Neither Whigs nor Democrats identified themselves with a particular region, religion, or social issue. They identified with their party. This meant that individual states had to fit their wants and needs into a national party platform. No single state or issue could take over a party’s agenda. Consensus building was the norm because any state with a particular piece of legislation to push had to get the support of the entire party. There were no factions to rely on to swing a vote.


So pro- and anti-slavery politicians who focused all their energies on the single issue of slavery could not build the majorities they needed to make their party adopt that stance. There were pro- and anti-slavery Whigs, and pro- and anti-slavery Democrats. But they kept it local. The Georgia Whig party might condone slavery, but they wouldn’t push for national laws about it, because they knew that would hurt Massachusetts Whigs, and then the Whig party might lose the Massachusetts gubernatorial election. And vice-versa, and the same went for the Democrats. So while slavery was an agitating issue, neither party took a stand on slavery on the national level.


But when the U.S. seized its huge western territories from Mexico in 1848 (today’s California, Nevada, Utah, and parts of Colorado, Arizona, New Mexico, and Wyoming), the south’s desire to take slavery into those territories, especially California, and the north’s desire to keep slavery out of those territories, started a conflict that eventually broke party unity. Southerners openly pushed for federal laws to protect and extend slavery. From 1846 through the 1850s, party-shattering events came in swift succession:


1846: Wilmot Proviso

1849: Nashville Convention

1850: Compromise of 1850

1854: Kansas-Nebraska Act

1854-6: the violence of Bleeding Kansas

1854: birth of the Republican party

1856: caning of Senator Charles Sumner

1857: Dred Scott decision

1859: John Brown’s raid on Harper’s Ferry

1860: split of the Democratic party


The Democrats split at their convention into one group completely focused on protecting slavery throughout the U.S., and one “moderate” group content to let the western territories vote on whether to form free or slave states.

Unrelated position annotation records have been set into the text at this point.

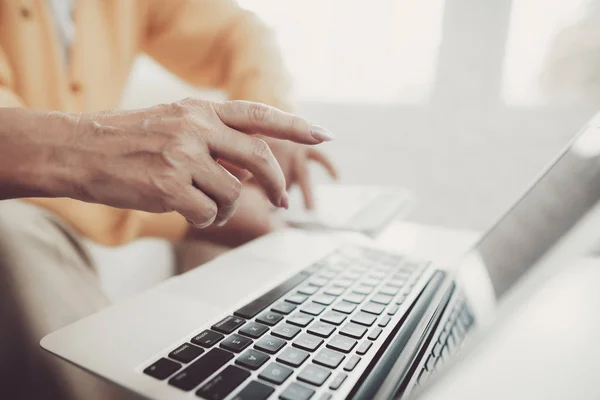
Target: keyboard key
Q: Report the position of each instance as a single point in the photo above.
(382, 299)
(389, 290)
(252, 359)
(186, 353)
(275, 373)
(429, 363)
(327, 274)
(285, 331)
(333, 317)
(364, 347)
(284, 308)
(296, 391)
(300, 319)
(351, 364)
(344, 307)
(320, 281)
(393, 309)
(270, 344)
(314, 375)
(207, 338)
(370, 282)
(228, 324)
(224, 383)
(373, 308)
(292, 357)
(353, 330)
(198, 371)
(345, 283)
(378, 274)
(235, 343)
(269, 318)
(162, 369)
(341, 343)
(329, 358)
(375, 332)
(437, 349)
(308, 290)
(253, 330)
(313, 309)
(363, 318)
(308, 342)
(362, 289)
(334, 290)
(253, 308)
(324, 299)
(337, 381)
(397, 283)
(255, 391)
(384, 321)
(352, 275)
(321, 329)
(355, 298)
(296, 298)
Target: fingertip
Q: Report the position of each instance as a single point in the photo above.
(321, 133)
(285, 201)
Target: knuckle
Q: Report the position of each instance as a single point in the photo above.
(234, 192)
(259, 112)
(209, 211)
(261, 153)
(297, 124)
(178, 109)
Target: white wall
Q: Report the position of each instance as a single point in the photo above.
(467, 148)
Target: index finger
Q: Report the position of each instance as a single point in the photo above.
(249, 117)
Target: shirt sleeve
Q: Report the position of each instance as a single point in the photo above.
(216, 43)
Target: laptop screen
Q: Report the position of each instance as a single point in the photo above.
(558, 199)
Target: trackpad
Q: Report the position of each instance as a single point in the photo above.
(230, 282)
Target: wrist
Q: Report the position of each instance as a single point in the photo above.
(32, 163)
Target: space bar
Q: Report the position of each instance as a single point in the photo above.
(251, 309)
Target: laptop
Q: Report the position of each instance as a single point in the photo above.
(359, 208)
(313, 315)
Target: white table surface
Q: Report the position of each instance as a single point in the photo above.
(549, 349)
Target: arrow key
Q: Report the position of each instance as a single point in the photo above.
(252, 359)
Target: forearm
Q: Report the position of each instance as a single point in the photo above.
(31, 160)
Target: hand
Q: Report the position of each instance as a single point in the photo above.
(254, 217)
(294, 159)
(159, 159)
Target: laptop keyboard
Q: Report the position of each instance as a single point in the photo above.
(330, 313)
(449, 341)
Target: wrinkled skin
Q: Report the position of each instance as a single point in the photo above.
(186, 156)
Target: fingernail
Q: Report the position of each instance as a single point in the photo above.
(285, 201)
(321, 133)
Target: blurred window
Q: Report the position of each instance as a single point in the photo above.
(533, 26)
(357, 51)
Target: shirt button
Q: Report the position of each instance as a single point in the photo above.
(75, 87)
(25, 12)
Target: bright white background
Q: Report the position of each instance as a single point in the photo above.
(439, 96)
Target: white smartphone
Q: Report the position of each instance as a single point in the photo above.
(358, 208)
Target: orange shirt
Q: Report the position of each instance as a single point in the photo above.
(210, 43)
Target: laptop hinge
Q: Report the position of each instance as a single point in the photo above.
(388, 373)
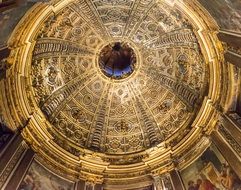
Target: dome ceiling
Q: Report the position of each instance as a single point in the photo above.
(126, 111)
(114, 90)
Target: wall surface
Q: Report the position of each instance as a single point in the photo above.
(227, 13)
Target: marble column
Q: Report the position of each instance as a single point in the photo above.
(11, 158)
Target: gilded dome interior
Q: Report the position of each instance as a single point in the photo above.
(128, 109)
(104, 93)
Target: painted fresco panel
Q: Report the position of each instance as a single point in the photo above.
(39, 178)
(210, 172)
(227, 13)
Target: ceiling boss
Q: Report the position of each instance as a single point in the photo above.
(103, 85)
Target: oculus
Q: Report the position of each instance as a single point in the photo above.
(117, 60)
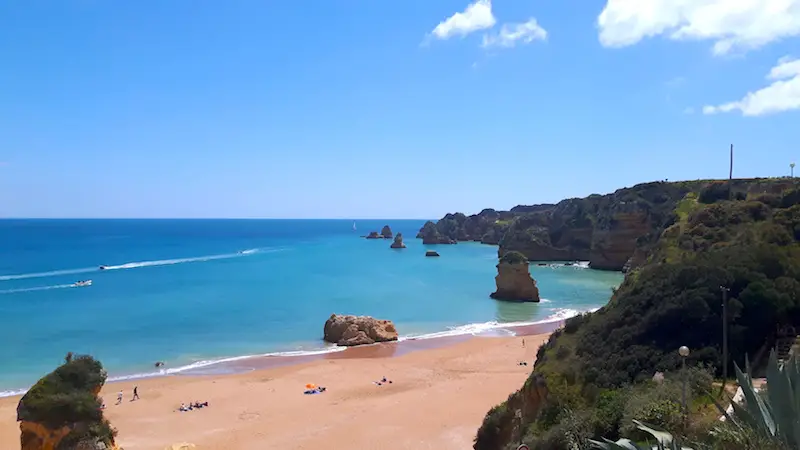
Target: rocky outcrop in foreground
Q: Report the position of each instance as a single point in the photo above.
(63, 411)
(514, 281)
(358, 330)
(398, 241)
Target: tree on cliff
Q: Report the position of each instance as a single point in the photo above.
(67, 399)
(750, 245)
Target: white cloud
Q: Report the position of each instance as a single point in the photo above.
(782, 95)
(478, 16)
(510, 34)
(731, 24)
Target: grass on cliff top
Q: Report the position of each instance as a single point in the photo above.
(67, 396)
(750, 244)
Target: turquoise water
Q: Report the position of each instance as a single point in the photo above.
(193, 291)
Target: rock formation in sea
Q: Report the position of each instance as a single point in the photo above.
(358, 330)
(513, 280)
(398, 241)
(430, 235)
(63, 410)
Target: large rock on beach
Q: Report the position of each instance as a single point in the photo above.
(398, 241)
(514, 281)
(358, 330)
(62, 410)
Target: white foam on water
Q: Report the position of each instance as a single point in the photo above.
(39, 288)
(135, 265)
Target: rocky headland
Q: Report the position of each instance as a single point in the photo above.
(358, 330)
(513, 280)
(613, 231)
(681, 242)
(63, 411)
(398, 241)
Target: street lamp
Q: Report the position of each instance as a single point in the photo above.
(725, 291)
(684, 352)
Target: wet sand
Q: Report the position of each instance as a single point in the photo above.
(440, 391)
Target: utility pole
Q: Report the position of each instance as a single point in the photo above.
(730, 178)
(725, 291)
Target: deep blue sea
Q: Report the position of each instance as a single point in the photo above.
(194, 291)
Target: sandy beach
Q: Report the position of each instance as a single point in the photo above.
(437, 400)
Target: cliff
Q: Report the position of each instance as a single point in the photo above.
(750, 244)
(613, 232)
(358, 330)
(62, 410)
(513, 280)
(398, 241)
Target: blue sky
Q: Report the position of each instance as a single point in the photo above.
(385, 109)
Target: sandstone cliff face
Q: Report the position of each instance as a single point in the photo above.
(500, 426)
(398, 241)
(358, 330)
(62, 410)
(514, 281)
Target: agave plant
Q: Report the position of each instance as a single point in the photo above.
(664, 441)
(776, 417)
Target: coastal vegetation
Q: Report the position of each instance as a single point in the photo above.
(595, 376)
(63, 410)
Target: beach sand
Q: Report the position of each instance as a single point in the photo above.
(437, 400)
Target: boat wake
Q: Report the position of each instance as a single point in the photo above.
(136, 265)
(34, 289)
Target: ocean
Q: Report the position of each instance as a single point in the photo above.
(195, 292)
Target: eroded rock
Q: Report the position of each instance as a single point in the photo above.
(358, 330)
(513, 280)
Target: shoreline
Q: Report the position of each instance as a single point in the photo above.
(440, 393)
(248, 363)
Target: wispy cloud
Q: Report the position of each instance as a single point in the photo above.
(477, 16)
(511, 34)
(733, 26)
(783, 94)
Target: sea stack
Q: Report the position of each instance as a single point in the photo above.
(513, 280)
(358, 330)
(430, 235)
(398, 241)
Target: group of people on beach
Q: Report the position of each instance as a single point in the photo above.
(192, 406)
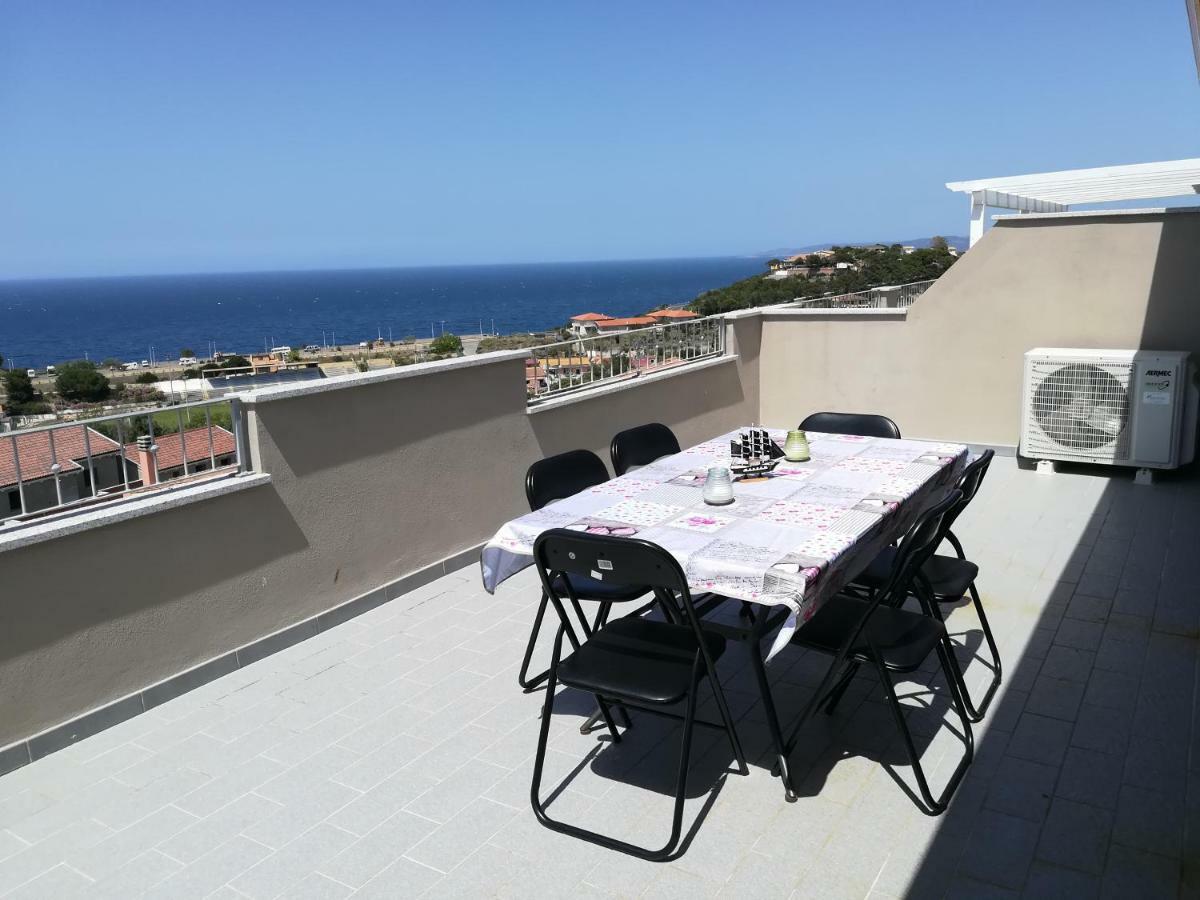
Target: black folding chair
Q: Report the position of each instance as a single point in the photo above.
(631, 661)
(947, 580)
(555, 479)
(641, 447)
(868, 424)
(877, 633)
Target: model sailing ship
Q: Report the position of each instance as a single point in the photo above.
(754, 454)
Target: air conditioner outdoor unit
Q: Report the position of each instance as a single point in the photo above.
(1115, 407)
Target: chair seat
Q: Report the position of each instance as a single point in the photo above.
(594, 589)
(637, 659)
(904, 639)
(949, 576)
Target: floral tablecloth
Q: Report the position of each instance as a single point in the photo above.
(793, 538)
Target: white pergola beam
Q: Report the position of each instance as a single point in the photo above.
(1059, 191)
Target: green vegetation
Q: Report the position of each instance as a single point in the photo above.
(82, 382)
(889, 265)
(18, 388)
(227, 363)
(445, 345)
(165, 423)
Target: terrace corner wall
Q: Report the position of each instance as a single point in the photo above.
(953, 367)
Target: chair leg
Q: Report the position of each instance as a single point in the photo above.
(777, 735)
(935, 805)
(523, 679)
(727, 718)
(840, 688)
(930, 607)
(977, 714)
(539, 810)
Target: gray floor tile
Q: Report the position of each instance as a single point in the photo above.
(1001, 850)
(1055, 697)
(1091, 777)
(1075, 835)
(1068, 664)
(461, 835)
(1151, 821)
(1138, 874)
(1023, 789)
(1041, 738)
(1053, 882)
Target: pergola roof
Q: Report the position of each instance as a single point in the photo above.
(1059, 191)
(1102, 185)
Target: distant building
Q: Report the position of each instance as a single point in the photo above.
(149, 467)
(36, 461)
(585, 323)
(616, 327)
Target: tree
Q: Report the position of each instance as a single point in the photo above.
(445, 345)
(81, 381)
(18, 388)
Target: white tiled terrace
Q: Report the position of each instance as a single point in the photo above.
(390, 756)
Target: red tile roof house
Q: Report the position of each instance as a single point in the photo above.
(35, 457)
(615, 327)
(168, 462)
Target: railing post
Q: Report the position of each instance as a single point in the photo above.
(240, 432)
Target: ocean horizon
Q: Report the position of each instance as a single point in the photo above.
(49, 321)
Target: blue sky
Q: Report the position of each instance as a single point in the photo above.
(145, 137)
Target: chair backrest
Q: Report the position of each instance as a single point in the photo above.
(616, 561)
(972, 477)
(562, 475)
(917, 546)
(867, 424)
(641, 447)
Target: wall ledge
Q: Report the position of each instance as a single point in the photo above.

Each side backed its own presidential candidate in 1860.


So we see that from the end of the Mexican War and steadily through the 1850s, the national parties became regional parties. This is why, although slavery was hotly debated for years, it didn’t lead to war until 1861. The acquisition of those western territories in 1848 suddenly raised the stakes on the slavery question to dizzying heights, and individual actions in the federal government and amongst the American people provoked partisan reactions that grew stronger with each incident.


The Whig party dissolved, leaving the Republicans to represent the north, with no southern members to keep happy. They were free to pursue their platform, which was based on restricting slavery. The Democratic party split, giving it no chance to win a national election.


When people saw that their old parties were no longer a good tool for dealing with issues, people lost faith in working through the political system at all. Many became convinced that they  had to go outside politics and channels to get what they wanted. And war was the ultimate form of going outside politics and channels to effect change. When the south saw a Republican elected president, it withdrew from the United States altogether.